Last spring, a foursome of well-sweatered Columbia grads with a pronounced penchant for Paul Simon’s Graceland started gigging around downtown NYC and circulating their music, a witty blend of West African pop and current indie dance-rock, on a blue CD-R. The effect on audiences and critics was immediate, and since then the group called Vampire Weekend has inspired a press packet longer than my undergraduate thesis and hundreds of salutes of “the next big thing.” Recent memory recalls another wildly hyped group of privileged Manhattanites, and though the music in question differs significantly from the Strokes’ vintage sound, there is something in the effect of such confident, delighted simplicity that will be familiar to anyone who popped in Is This It and felt their skepticism morph into enthusiasm. Vampire Weekend’s eponymous debut, with its wide range of references rationed across a collection of brief pop morsels, proves the early fascination was no fluke.
Lead singer Ezra Koenig and the rest of Vampire Weekend have chuckled in interviews about bringing back “Upper West Side Soweto,” the genre that was birthed out of Simon’s collaborations with Ladysmith Black Mambazo. The Ivy Leaguers certainly show their study here of the rhythms and riffs of Congelese soukous music in addition to “Diamonds on the Soles of Her Shoes,” but their amalgamation of African and American styles is hardly more groundbreaking than what has already been done by Simon, Talking Heads, and plenty of others. Given the lyrical references to both colonialism and Peter Gabriel, it’s clear the men of Vampire Weekend aren’t trying to hide their many instances of appropriation. Just as Julian Casablancas and company never seemed bothered by their music’s obvious resemblance to their New York forebears, Vampire Weekend are so sure of their product’s irresistibleness they’re willing to lose points for originality just to keep the party going.
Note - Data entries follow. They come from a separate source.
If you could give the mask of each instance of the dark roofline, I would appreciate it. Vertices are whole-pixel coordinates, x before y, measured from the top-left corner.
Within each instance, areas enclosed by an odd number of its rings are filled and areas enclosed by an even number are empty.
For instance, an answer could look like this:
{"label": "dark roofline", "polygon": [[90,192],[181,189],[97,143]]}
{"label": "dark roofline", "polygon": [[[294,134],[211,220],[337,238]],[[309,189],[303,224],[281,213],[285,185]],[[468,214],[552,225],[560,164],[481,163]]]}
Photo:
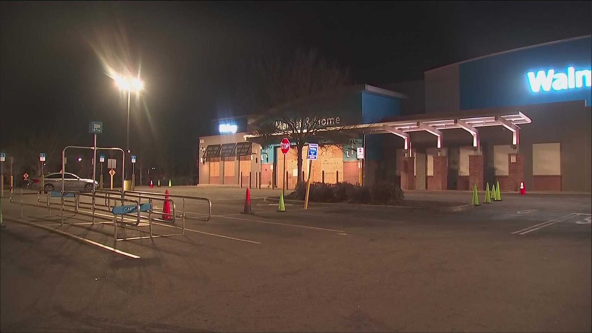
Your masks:
{"label": "dark roofline", "polygon": [[560,39],[559,40],[554,40],[552,41],[547,41],[547,42],[545,42],[545,43],[541,43],[540,44],[536,44],[535,45],[530,45],[529,46],[524,46],[523,47],[518,47],[517,49],[513,49],[511,50],[506,50],[506,51],[501,51],[501,52],[497,52],[496,53],[492,53],[491,55],[485,55],[485,56],[481,56],[480,57],[477,57],[476,58],[472,58],[472,59],[468,59],[468,60],[465,60],[460,61],[460,62],[455,62],[454,63],[449,63],[448,65],[445,65],[444,66],[440,66],[440,67],[437,67],[436,68],[432,68],[432,69],[428,69],[427,71],[424,71],[424,73],[427,73],[427,72],[431,72],[432,71],[436,71],[436,69],[440,69],[440,68],[444,68],[445,67],[448,67],[449,66],[453,66],[455,65],[460,65],[461,63],[464,63],[465,62],[471,62],[471,61],[474,61],[474,60],[479,60],[479,59],[483,59],[483,58],[486,58],[486,57],[493,57],[494,56],[498,56],[498,55],[503,55],[504,53],[510,53],[510,52],[513,52],[514,51],[519,51],[519,50],[526,50],[527,49],[532,49],[533,47],[538,47],[539,46],[542,46],[543,45],[550,45],[551,44],[556,44],[557,43],[561,43],[561,42],[564,42],[564,41],[573,41],[573,40],[577,40],[578,39],[584,39],[591,38],[591,37],[592,37],[592,35],[585,35],[585,36],[579,36],[579,37],[571,37],[571,38],[566,38],[566,39]]}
The album runs a brisk 35 minutes, and none of the songs overstay their welcome. For the most part Vampire Weekend seem content to let one melodic idea drive a composition—whether the calypso-thrash of “A-Punk,” the baroque-inflected pop of “M79,” or the jumpy synthesizers of “One (Blake’s Got a New Face).” Although Graceland is the most conspicuous influence, one can also hear traces of Vivaldi, Ray Davies, and the freakish strings on Lou Reed’s epic “Street Hassle.” Lyrically, Koenig is predictably precious, referencing backpacking in India, Lil Jon, obscure punctuation, campus crushes—in other words, a reflection of the sensitive patrician’s enjoyment of the outer world. Luckily for us, Vampire Weekend’s arrangements are sophisticated enough to carry the conceit without being annoying: The line “Don’t you wanna get out of Cape Cod tonight?” matched with a frenetic emotional accompaniment on the wonderful “Walcott” actually endows the Massachusetts resort with pathos. “Oxford Comma” features some deliciously nimble guitar riffs as well as the perplexing crack “Who gives a fuck about an Oxford comma?” Even for those of us who do not, nor ever did, give a fuck about an Oxford comma, the addictive tune keeps us coming back.
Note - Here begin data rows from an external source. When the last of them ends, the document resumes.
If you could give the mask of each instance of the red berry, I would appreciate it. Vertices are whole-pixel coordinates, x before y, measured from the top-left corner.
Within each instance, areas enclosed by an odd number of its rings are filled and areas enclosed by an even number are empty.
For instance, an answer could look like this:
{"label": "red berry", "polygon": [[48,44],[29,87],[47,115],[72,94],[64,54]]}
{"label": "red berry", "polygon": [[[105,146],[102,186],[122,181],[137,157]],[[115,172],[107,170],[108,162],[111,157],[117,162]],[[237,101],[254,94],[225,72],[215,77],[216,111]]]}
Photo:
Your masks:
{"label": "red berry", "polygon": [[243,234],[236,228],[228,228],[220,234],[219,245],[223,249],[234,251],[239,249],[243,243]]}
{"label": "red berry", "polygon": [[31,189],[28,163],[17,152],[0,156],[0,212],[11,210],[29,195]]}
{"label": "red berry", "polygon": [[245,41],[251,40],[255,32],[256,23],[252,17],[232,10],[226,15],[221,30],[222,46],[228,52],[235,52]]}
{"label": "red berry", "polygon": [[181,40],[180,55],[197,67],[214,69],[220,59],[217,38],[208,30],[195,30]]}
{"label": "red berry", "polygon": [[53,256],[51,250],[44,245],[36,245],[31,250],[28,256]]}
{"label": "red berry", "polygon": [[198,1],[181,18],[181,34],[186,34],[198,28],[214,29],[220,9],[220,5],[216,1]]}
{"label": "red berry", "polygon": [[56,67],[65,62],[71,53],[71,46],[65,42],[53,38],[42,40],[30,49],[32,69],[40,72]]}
Listeners who copped Vampire Weekend’s blue CD-R or downloaded any of its variations in 2007 may be disappointed to learn that Vampire Weekend is little more than a repackaging of that fame-making demo. Some of the recordings are new, but the songs’ essential formulas remain unchanged. One would be more worried about the group’s durability once the hype subsides if the two songs here not previously heard on the blue CD-R—“M79” and “I Stand Corrected”—weren’t so good. The latter might be the album’s best cut, a piano-driven ballad enlivened by a buoyant drumbeat and delicate cello phrasing, and it provides hope that Vampire Weekend have the talent and the brains to stick around past their buzz expiration date.